По жаркому времени под ферязью у Федьки не обнаружилось ни зипуна, ни лёгкого полукафтанья, одна лишь рубаха да жёлтые штаны. Она ссутулилась, сдвинув вперёд худые плечи.
— Скидывай и рубаху, — обронил человек, прибавив крепкое слово.
Федька ответила.
— Казаки! — развеселился человек, призывая товарищей. — Щенок нас богом стращает! Говорит, не от дам последнего!
Поднял голову клеймёный атаман — он разминал как раз, исследуя на разрыв и на свет, малиновый коврик, чудно годившийся на попону.
— Зарежь его, Лихошерст, — буднично посоветовал атаман.
Разбойники бросили дуванить, ожидая развлечения.
Лихошерст, рослый казак в красном стрелецком кафтане, который раздевал Федьку, тронул её саблей.
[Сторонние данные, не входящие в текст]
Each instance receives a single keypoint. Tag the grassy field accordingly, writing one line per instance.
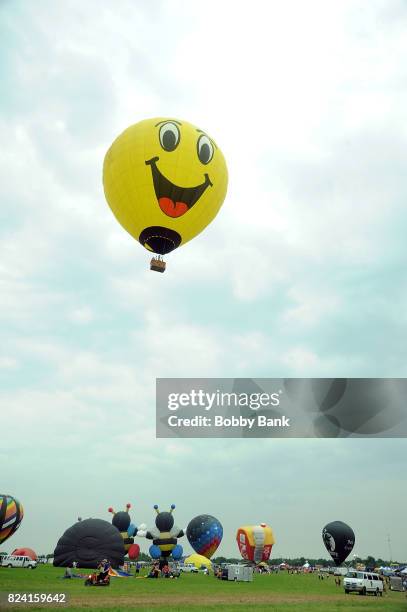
(196, 592)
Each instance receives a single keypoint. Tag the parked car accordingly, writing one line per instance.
(363, 583)
(18, 561)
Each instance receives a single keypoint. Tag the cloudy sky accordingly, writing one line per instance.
(301, 274)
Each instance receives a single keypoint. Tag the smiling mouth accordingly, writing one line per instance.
(174, 201)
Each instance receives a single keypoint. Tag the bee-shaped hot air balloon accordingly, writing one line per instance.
(121, 520)
(164, 536)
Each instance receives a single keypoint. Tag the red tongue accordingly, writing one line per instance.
(171, 208)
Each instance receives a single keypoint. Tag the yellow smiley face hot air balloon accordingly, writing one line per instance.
(165, 181)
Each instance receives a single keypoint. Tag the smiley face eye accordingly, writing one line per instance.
(205, 149)
(169, 136)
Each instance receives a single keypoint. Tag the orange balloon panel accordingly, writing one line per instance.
(255, 542)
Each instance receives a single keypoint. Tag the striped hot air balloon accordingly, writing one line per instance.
(11, 515)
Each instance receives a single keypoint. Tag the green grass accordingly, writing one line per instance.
(197, 592)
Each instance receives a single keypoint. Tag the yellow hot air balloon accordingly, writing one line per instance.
(199, 561)
(165, 180)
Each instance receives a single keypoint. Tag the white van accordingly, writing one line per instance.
(18, 561)
(363, 583)
(239, 573)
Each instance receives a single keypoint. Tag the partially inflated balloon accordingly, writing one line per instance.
(339, 540)
(88, 542)
(205, 533)
(164, 180)
(255, 542)
(11, 515)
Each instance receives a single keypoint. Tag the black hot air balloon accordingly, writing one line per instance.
(88, 542)
(339, 540)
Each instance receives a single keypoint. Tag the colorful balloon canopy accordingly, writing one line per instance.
(165, 180)
(339, 540)
(205, 533)
(255, 542)
(88, 542)
(11, 515)
(133, 551)
(199, 561)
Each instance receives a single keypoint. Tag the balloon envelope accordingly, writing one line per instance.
(204, 533)
(339, 540)
(255, 542)
(88, 542)
(134, 551)
(199, 561)
(11, 515)
(165, 181)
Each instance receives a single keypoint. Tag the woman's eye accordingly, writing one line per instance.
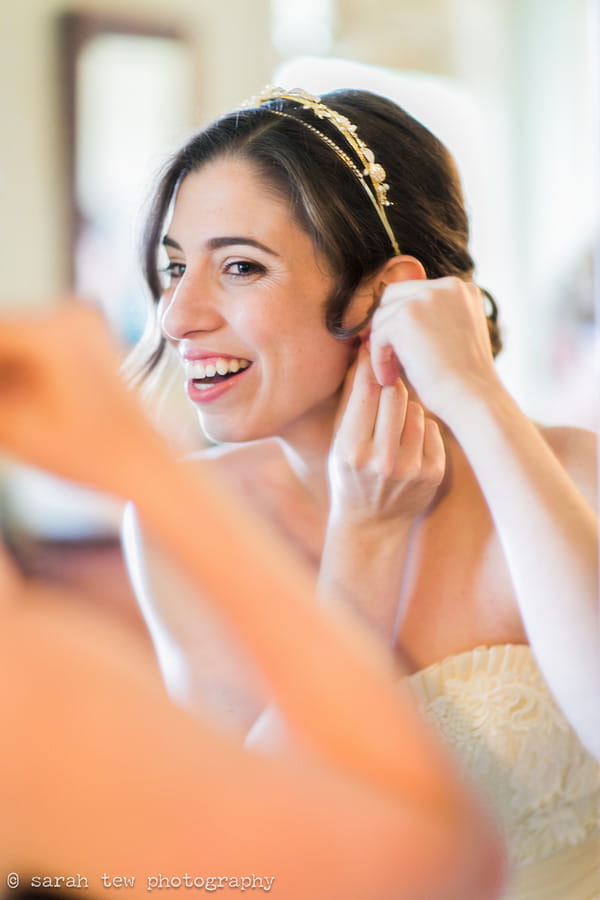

— А ты не дури, хлопчик, снимай, — сказал он на этот раз без брани. И это новое его спокойствие, какое-то особенное, нехорошее спокойствие, заключало в себе предупреждение. Словно все прежние матюги и понукания были нестоящей игрой и только теперь дошло до дела. И если сдерживал себя до поры Лихошерст, сдерживал зуд в плече, побуждение развалить мальчика надвое одним — со стоном, с жестоким выдохом — ударом, то сдержанность эту надобно было бы распознать и оценить.
Возможно, впрочем, что Лихошерст брезговал кровенить вещь. Тонкую полотняную рубаху с красной тесьмой по разрезу у горла и на предплечьях. Слегка влажную под мышками и мятую. Окончательную цену рубахе он положил по размышлению в пятнадцать алтын.
Молчание, однако, непоправимо затягивалось.
Разбойники, ухмыляясь, ждали, они не вмешивались ни одним словом.
— Не буду, — сказала Федька.
— Ого! — так же тихо отозвался противник.
Скосив глаза, Федька видела, как поднимается к горлу, подрагивает кривой клинок сабли. Краплёный местами ржавчиной.